Un silence prend place et on se regarde dans l’obscurité. Il ouvre la bouche et continue :
« Et… Moi non plus je ne pourrai jamais effacer la joie que j’ai pu éprouver il y a un an, ni la tristesse de lorsque j’ai appris que tu étais en couple. Je me suis rendu compte que je préfèrerais ruiner ma relation avec toi en essayant quelque chose que de rester amis… Maintenant il faut essayer de dormir et demain sera un nouveau jour. »
Pour la première fois, c’est lui qui se place dos à moi et je me retrouve comme un con à enregistrer ses paroles dans mon cerveau. Il vient de me confier qu’il est toujours amoureux de moi et qu’il est prêt à prendre le risque. Je me retourne moi aussi de mon côté et réfléchis à ses paroles tout en me disant que j’ai encore plus peur maintenant que je sais ça.
***
Je me réveille en hurlant.
Je peine à revenir à la réalité et mes pleurs et sanglots comblent le silence. J’entends Antoine sursauter derrière moi. Je suis assis sur le bord du lit, comme chaque nuit. Julien entre dans la minute dans ma chambre pour savoir comment j’allais. Il remarque ensuite Antoine et se souvient qu’il est arrivé hier soir.
« Désolé Antoine j’ai oublié de t’en parler. Il a des terreurs nocturnes chaque nuit depuis sa rupture. »
Antoine semble affecté et se redresse pour me prendre dans ses bras. Julien vient se poser de l’autre côté et place aussi ses bras autour de nous. Dans mes sanglots, je finis par formuler une question :
« Comment est-ce que je suis supposé avoir de nouveau confiance pour aimer quelqu’un ? »

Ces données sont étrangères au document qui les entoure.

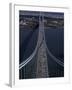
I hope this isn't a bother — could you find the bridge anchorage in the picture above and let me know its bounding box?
[19,15,64,78]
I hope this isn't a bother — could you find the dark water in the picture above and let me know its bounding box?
[20,28,64,79]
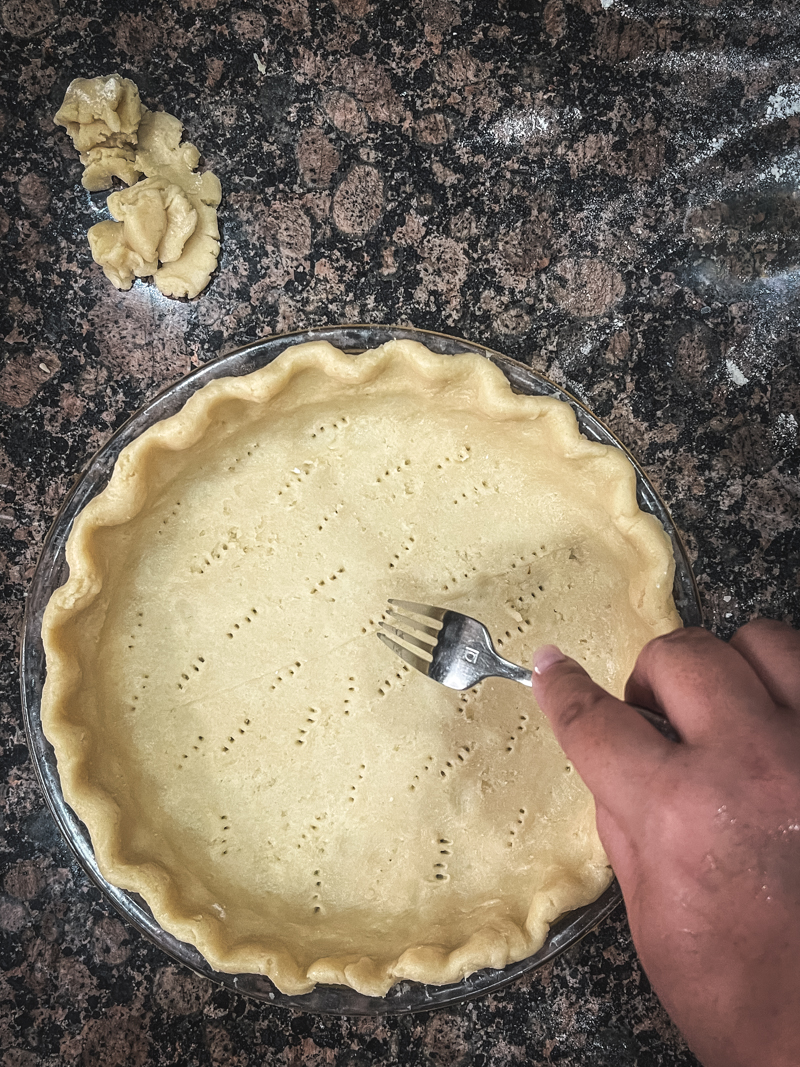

Dans le brouhaha de mes pleurs, j’entends mes amis me dire qu’ils m’aiment. Leurs bras se serrent autour de moi et je ressens tout leur amour. Je n’arrive qu’à répondre « merci ». Je pensais que je n’allais pas avoir de terreurs nocturnes vu qu’Antoine était à mes côtés et pourtant c’est la pire nuit passée depuis ma rupture. Je sais que son arrivée a réveillé en moi l’amour que je porte pour lui mais aussi toutes les peurs qui y sont reliées.
Julien demande à Antoine s’il peut s’occuper de moi car il travaille demain. Après son approbation il vient m’embrasser et me dire que s’il y a une chose dans lequel je peux avoir toute confiance c’est son amour pour moi. Je lui retourne sa déclaration. Je passe mes journées depuis une semaine à me rappeler la chance que j’ai d’avoir Julien dans ma vie et ce soir encore il me le démontre.
Je reste seul avec Antoine qui m’invite à m’allonger contre lui. Je me pose alors sur son torse nu. Il semble tout aussi bien musclé que l’année passée. Je le remercie aussi d’être là et finit par m’endormir sous ses caresses dans mes cheveux.